- Directed by: Oldřich Lipský
- Written by: Vladimír Jiránek, Oldřich Lipský, Alexander Lukeš, Milan Lasica, Július Satinský
- Produced by: Zdeňka Deitchová (uncredited) Jiri Sebestik (uncredited) Jaromir Lukas
- Starring: Jiří Menzel Jiří Lábus Karel Augusta Milos Kopecky Vladimir Hruby Vladimir Jiranek (illustration)
- Cinematography: Eva Kargerova Zdena Hajdova Jiri Macak
- Edited by: Gaia Vitkova (animation) Jirina Pecova (animation) Miroslav Hajek
- Music by: Petr Skoumal (live action) Jiří Kolafa (animation)
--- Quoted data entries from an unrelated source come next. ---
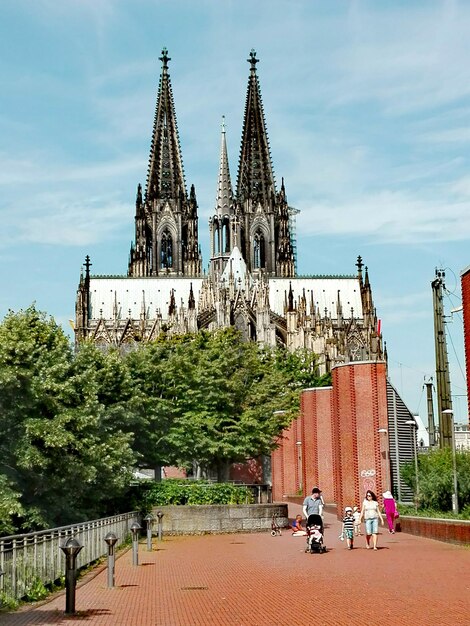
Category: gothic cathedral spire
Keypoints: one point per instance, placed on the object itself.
(166, 229)
(265, 233)
(222, 225)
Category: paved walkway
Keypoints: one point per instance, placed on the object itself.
(259, 580)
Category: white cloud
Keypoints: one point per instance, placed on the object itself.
(388, 216)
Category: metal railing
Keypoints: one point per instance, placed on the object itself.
(27, 559)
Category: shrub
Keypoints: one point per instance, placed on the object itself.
(180, 492)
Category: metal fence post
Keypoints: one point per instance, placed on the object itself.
(149, 519)
(71, 550)
(135, 528)
(111, 540)
(160, 525)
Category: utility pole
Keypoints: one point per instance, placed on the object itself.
(444, 399)
(431, 425)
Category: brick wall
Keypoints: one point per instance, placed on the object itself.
(360, 410)
(335, 442)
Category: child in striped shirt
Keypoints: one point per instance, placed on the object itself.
(348, 527)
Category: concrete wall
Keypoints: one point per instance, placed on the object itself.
(201, 519)
(451, 531)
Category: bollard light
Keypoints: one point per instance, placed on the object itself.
(111, 541)
(149, 519)
(135, 529)
(160, 525)
(71, 548)
(2, 573)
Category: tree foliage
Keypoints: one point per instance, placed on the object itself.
(75, 424)
(62, 452)
(435, 478)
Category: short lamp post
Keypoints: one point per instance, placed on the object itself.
(135, 529)
(455, 496)
(111, 541)
(149, 519)
(71, 549)
(413, 428)
(160, 525)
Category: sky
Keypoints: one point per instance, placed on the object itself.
(368, 116)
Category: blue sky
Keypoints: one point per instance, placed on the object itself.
(368, 114)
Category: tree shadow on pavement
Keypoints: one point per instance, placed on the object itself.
(47, 618)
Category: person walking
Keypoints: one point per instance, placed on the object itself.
(390, 510)
(370, 513)
(357, 521)
(313, 504)
(348, 527)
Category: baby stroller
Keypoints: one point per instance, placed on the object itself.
(275, 528)
(315, 534)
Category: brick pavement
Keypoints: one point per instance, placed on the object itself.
(259, 580)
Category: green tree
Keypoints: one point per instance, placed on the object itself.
(435, 476)
(212, 399)
(64, 453)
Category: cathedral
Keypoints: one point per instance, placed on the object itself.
(251, 281)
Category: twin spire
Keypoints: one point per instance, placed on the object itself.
(255, 217)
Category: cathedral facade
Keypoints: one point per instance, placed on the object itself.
(252, 280)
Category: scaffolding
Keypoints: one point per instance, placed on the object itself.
(293, 232)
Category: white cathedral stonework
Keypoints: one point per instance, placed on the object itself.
(252, 282)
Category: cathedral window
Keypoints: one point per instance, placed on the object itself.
(166, 253)
(259, 252)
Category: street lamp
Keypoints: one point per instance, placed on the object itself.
(413, 428)
(455, 497)
(299, 464)
(385, 454)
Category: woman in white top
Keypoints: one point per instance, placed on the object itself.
(370, 513)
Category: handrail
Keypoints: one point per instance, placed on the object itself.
(36, 557)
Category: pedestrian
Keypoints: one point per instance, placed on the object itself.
(357, 521)
(321, 496)
(390, 510)
(297, 530)
(313, 504)
(348, 527)
(371, 514)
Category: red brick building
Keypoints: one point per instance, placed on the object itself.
(349, 437)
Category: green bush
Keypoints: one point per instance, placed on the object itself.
(180, 492)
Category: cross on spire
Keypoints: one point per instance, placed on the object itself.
(253, 60)
(164, 59)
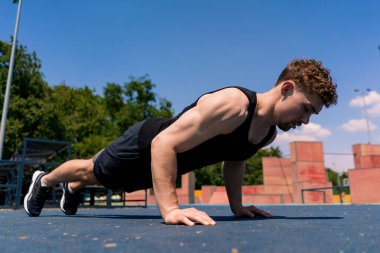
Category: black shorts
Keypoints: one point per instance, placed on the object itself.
(121, 165)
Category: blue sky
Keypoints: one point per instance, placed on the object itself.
(191, 47)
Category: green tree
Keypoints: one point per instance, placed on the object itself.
(133, 102)
(28, 90)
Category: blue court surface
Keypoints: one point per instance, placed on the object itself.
(293, 228)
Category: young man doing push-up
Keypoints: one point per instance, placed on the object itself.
(228, 125)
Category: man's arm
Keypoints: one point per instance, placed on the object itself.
(233, 178)
(217, 113)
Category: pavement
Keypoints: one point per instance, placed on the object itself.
(293, 228)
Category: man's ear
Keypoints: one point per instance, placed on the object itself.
(287, 88)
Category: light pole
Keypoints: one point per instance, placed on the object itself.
(9, 80)
(365, 111)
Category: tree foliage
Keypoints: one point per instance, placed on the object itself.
(78, 115)
(87, 120)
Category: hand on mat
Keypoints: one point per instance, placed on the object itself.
(188, 216)
(251, 211)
- Production companies: Bratři v triku Kratky Film Prague Barrandov Studios
- Distributed by: Ústředni půjčovna filmu Praha
- Release date: 1982;
- Running time: 98 min.
- Country: Czechoslovakia
- Language: Czech

= Srdečný pozdrav ze zeměkoule =

Srdečný pozdrav ze zeměkoule (Best Regards from the Earth) is a 1982 Czechoslovak comedy science fiction film directed by Oldřich Lipský. This is the only live action film to be done in Kratky Film Praha under the Bratři v triku mark.